Yes, they were right, those views. A woman, to be dangerous, must appeal to both the body and brain of a man. If his feeling for Zara were only for the body then it was true that it was only lust.
But it was not true; and he thought of all his dreams of her at Wrayth, of the pictures he had drawn of their future life together, of the tenderness with which he had longed for this night.
And then his anger died down and was replaced by a passionate grief.
His dream lay in ruins, and there was nothing to look forward to but a blank, soulless life. It did not seem to him then, in the cold moonlight, that things could ever come right. He could not for his pride’s sake condescend to any further explanation with her. He would not stoop to defend himself; she must think what she chose, until she should of herself find out the truth.

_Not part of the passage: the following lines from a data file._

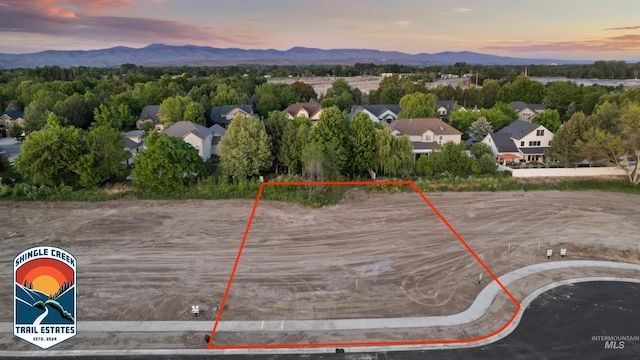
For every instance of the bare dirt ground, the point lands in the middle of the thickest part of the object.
(372, 255)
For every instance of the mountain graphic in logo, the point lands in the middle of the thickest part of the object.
(44, 296)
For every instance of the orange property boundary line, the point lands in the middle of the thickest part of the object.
(361, 343)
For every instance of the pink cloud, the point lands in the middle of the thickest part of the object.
(84, 20)
(57, 12)
(607, 44)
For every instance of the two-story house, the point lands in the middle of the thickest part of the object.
(222, 115)
(200, 137)
(425, 133)
(445, 107)
(385, 113)
(311, 111)
(521, 141)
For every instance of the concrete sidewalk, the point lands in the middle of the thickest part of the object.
(473, 313)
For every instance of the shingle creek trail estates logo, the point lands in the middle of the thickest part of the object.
(44, 294)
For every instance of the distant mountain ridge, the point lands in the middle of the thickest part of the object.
(171, 55)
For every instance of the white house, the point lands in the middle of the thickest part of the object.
(527, 111)
(308, 110)
(198, 136)
(385, 113)
(521, 141)
(425, 133)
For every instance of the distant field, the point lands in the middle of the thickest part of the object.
(322, 83)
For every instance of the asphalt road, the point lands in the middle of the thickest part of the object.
(560, 324)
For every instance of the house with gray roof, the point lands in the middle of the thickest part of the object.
(527, 111)
(384, 113)
(311, 111)
(444, 108)
(222, 115)
(425, 133)
(200, 137)
(521, 141)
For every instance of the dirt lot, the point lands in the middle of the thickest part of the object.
(151, 260)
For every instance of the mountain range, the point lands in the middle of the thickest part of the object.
(171, 55)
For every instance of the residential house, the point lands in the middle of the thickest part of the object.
(521, 141)
(150, 114)
(9, 118)
(425, 133)
(222, 115)
(200, 137)
(527, 111)
(385, 113)
(134, 143)
(445, 107)
(308, 110)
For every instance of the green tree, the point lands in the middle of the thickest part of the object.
(564, 147)
(224, 95)
(402, 158)
(564, 97)
(270, 96)
(35, 116)
(167, 164)
(116, 116)
(361, 138)
(48, 156)
(479, 149)
(244, 150)
(77, 109)
(194, 112)
(417, 105)
(294, 140)
(462, 120)
(305, 92)
(105, 158)
(172, 109)
(550, 119)
(522, 89)
(479, 129)
(331, 131)
(318, 162)
(450, 159)
(275, 125)
(490, 89)
(340, 94)
(605, 147)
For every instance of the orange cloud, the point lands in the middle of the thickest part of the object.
(57, 12)
(96, 7)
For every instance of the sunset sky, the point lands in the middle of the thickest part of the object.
(561, 29)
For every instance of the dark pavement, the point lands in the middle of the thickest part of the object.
(560, 324)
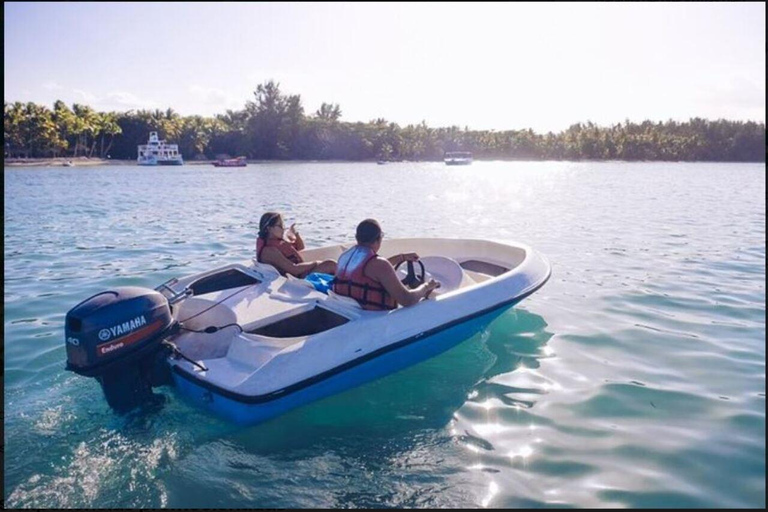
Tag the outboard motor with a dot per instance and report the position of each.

And then his level mind turned and tried to see her point of view. He must not be unjust. And he realized that if she thought such base things of him she had been more or less right. But, even so, there was some mystery beyond all this—some cruel and oppressing dark shadow in her life.
And his thoughts went back to the night they had first met, and he remembered then that her eyes had been full of hate—resentment and hate—as though he, personally, had caused her some injury.

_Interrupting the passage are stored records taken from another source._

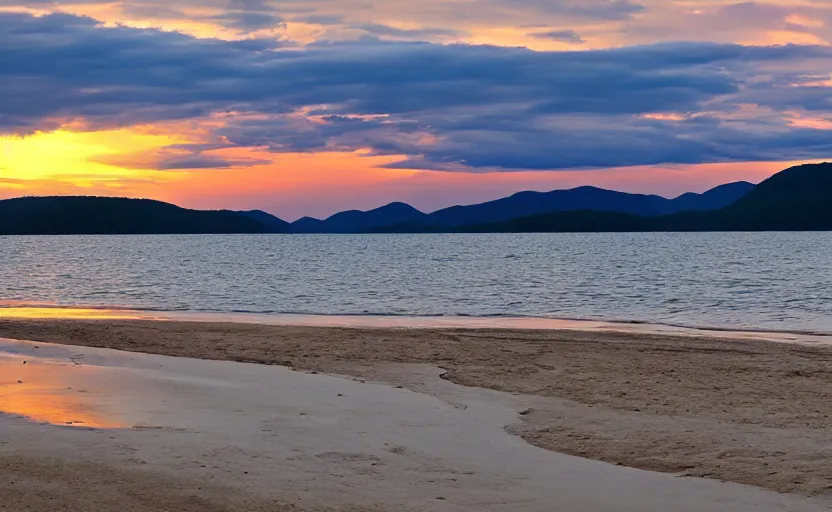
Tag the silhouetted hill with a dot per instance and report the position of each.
(112, 215)
(271, 223)
(714, 199)
(586, 198)
(355, 221)
(400, 217)
(797, 199)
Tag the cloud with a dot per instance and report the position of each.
(565, 36)
(459, 107)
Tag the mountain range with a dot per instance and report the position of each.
(403, 217)
(794, 199)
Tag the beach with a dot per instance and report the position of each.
(746, 412)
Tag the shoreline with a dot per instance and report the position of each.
(743, 411)
(155, 434)
(10, 310)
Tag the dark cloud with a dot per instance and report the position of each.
(442, 105)
(427, 33)
(566, 36)
(593, 9)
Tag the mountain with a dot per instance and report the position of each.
(355, 221)
(271, 223)
(112, 215)
(586, 198)
(400, 217)
(714, 199)
(797, 199)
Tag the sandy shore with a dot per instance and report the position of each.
(749, 412)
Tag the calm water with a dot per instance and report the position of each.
(778, 281)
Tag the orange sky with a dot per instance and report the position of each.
(125, 161)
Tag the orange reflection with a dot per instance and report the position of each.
(56, 313)
(40, 393)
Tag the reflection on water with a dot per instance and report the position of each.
(46, 312)
(50, 393)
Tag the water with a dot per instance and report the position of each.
(771, 281)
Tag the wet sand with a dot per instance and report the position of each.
(750, 412)
(146, 432)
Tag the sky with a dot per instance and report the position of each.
(309, 107)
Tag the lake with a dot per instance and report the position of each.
(771, 281)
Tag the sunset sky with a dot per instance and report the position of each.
(308, 107)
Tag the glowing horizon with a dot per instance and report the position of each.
(352, 105)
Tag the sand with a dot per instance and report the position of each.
(740, 411)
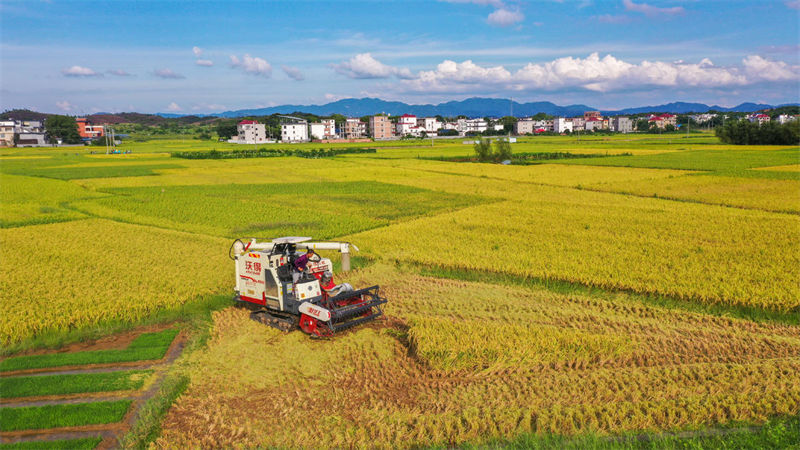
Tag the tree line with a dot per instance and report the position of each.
(744, 132)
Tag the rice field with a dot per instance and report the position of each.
(456, 363)
(650, 292)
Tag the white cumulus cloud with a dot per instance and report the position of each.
(65, 105)
(363, 65)
(167, 74)
(252, 65)
(503, 14)
(505, 17)
(758, 68)
(650, 10)
(293, 73)
(599, 74)
(78, 71)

Francis Markrute was so very clever: what plan had he had in his head? By what scorpion whip had he perhaps forced her to consent to his wishes and become his—Tristram’s—wife? And once more the disturbing remembrance of Mimo returned, so that, when at last dawn came and he went back to the hotel, tired out in body and soul, it would not let him rest in his bed. His bed—in the next room his wife!

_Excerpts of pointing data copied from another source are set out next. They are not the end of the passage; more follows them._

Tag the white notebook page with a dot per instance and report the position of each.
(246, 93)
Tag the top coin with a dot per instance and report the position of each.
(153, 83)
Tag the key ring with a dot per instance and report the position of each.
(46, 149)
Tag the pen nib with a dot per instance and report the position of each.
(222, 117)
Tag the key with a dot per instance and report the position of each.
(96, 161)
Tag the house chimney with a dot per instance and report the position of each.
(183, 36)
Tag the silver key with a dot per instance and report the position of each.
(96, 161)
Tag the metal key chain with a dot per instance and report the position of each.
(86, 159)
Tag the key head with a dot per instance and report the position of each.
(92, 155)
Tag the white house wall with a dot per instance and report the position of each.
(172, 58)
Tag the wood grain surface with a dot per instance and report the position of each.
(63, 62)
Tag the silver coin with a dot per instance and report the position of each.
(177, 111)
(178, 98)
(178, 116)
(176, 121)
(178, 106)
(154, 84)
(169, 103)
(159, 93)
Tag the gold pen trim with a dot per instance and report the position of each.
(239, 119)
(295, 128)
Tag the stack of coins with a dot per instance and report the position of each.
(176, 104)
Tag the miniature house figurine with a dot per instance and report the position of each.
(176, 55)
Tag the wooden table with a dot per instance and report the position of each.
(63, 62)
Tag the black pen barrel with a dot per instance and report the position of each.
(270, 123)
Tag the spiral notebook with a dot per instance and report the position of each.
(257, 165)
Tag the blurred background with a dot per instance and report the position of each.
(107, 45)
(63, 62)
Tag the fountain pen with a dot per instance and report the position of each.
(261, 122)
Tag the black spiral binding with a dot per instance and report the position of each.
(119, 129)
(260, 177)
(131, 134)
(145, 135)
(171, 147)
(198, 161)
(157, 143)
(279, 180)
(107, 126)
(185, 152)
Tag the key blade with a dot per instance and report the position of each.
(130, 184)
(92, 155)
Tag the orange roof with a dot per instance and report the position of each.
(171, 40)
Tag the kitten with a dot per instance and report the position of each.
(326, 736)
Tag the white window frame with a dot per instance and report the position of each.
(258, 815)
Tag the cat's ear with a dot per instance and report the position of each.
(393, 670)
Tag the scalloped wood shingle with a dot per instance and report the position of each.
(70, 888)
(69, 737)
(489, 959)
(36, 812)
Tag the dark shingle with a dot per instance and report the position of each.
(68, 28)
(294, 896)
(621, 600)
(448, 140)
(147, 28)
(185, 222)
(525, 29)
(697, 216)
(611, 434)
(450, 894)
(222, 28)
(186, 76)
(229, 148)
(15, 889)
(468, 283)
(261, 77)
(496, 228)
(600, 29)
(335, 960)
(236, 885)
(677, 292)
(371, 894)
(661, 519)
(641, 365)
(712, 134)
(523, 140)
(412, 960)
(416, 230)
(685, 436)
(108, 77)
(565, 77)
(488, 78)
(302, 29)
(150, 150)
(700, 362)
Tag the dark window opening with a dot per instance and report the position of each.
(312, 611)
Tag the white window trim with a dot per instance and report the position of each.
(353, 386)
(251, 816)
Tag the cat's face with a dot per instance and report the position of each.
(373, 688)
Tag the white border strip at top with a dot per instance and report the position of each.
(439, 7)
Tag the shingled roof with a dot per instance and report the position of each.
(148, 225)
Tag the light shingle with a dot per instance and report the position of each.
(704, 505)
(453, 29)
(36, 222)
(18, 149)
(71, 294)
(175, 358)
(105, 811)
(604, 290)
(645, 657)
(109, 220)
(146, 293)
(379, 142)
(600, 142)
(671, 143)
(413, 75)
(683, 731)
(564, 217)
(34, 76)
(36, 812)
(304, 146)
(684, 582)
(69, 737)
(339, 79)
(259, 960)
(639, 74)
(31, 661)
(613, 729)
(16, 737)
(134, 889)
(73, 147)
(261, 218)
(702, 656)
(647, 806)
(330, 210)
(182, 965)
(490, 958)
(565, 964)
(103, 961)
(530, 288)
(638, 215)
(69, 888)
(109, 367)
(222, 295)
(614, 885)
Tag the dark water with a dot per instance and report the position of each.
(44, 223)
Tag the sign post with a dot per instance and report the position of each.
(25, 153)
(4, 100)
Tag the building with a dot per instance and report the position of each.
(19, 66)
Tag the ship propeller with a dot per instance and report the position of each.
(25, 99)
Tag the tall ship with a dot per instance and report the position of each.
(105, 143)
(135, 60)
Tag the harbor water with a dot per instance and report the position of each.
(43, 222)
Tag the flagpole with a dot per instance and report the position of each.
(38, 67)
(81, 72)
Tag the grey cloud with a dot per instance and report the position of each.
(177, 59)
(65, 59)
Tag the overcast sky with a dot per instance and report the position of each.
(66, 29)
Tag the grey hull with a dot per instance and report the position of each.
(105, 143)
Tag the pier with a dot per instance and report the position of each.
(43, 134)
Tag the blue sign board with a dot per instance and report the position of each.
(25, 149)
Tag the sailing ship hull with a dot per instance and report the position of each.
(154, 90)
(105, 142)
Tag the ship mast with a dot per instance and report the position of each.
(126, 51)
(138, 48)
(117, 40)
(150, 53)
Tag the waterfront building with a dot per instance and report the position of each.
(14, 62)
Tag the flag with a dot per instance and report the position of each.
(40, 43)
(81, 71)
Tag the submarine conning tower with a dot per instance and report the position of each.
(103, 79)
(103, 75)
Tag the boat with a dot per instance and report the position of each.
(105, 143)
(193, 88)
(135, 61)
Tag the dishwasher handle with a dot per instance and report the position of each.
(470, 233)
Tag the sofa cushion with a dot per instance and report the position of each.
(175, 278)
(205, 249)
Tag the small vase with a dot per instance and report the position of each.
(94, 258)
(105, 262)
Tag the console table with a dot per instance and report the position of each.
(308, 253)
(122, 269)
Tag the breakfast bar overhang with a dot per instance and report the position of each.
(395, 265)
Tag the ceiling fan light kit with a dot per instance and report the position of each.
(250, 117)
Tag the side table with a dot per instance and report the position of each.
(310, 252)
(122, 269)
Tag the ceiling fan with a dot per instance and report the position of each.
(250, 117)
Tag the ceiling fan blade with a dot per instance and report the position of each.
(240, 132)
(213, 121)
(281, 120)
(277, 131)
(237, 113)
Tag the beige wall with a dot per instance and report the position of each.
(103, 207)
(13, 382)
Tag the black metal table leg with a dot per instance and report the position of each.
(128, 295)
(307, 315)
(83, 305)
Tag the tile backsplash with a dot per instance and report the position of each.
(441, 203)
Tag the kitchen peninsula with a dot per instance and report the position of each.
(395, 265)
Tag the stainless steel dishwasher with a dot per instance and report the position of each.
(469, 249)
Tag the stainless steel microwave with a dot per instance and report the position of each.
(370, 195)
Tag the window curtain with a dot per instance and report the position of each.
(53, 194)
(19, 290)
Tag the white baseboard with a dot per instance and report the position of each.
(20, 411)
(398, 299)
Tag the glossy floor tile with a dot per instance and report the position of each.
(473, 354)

But one clear decision he had come to. He would treat her with cold courtesy, and they would play the game. To part now, in a dramatic manner, the next day after the wedding, was not in his sense of the fitness of things, was not what was suitable or seemly for the Tancred name.
And when he had left her Zara had stood quite still. Some not understood astonishment caused all her passion to die down. For all the pitifully cruel experiences of her life she was still very young—young and ignorant of any but the vilest of men. Hitherto she had felt when they were kind that it was for some gain, and if a woman relented a second she would be sure to be trapped. For her self-respect and her soul’s sake she must go armed at all points. And after her hurling at him all her scorn, instead of her husband turning round and perhaps beating her (as, certainly, Ladislaus would have done), he had answered with dignity and gone out of the room.
And she remembered her father’s cold mien. Perhaps there was something else in the English—some other finer quality which she did not yet understand.
The poor, beautiful creature was like some ill-treated animal ready to bite to defend itself at the sight of a man.